- Presented by: Adam Boulton with Paula Middlehurst
- Country of origin: United Kingdom

Production
- Running time: 120 minutes (10:00-12:00)

= Sunday Live with Adam Boulton =

Former political discussion programme, broadcast on Sky News

Sunday Live with Adam Boulton was a weekend news and political show on Sky News and on Sky News HD, presented by Sky News' Political Editor Adam Boulton. From January 2011, the programme was replaced with Murnaghan, a similar show presented by Dermot Murnaghan. Boulton moved to a new weekday show at 13:00 on Sky News.

==Format==
This programme features interviews with figures from politics, business, sports, and entertainment. Sunday Live aired from 10:00 to 12:00, between the BBC's The Andrew Marr Show and The Politics Show.
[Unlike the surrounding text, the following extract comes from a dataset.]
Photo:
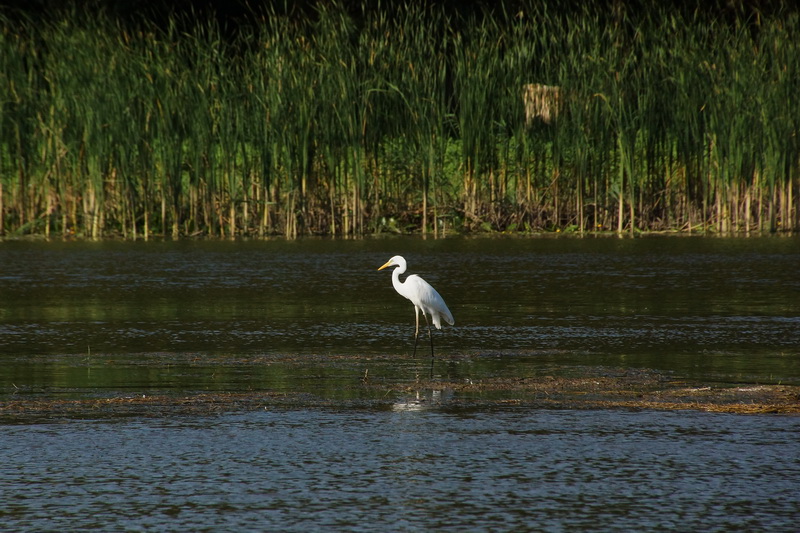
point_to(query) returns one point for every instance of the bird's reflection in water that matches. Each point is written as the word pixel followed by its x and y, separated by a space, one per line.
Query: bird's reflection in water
pixel 423 399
Paula Middlehurst presented News summaries for the programme every half-hour.

==History==
The programme was at first called "Sunday" and was originally broadcast from Sky News' Westminster studio. In October 2005, Boulton and the programme moved to the new Sky News Centre. Sunday was renamed Sunday Live, and interview highlights became available in the form of a video podcast. The programme ended in December 2010. The following month, Boulton began co-presenting a new weekday programme, entitled Boulton and Co, which aired from 13:00-14:00 on Monday to Friday.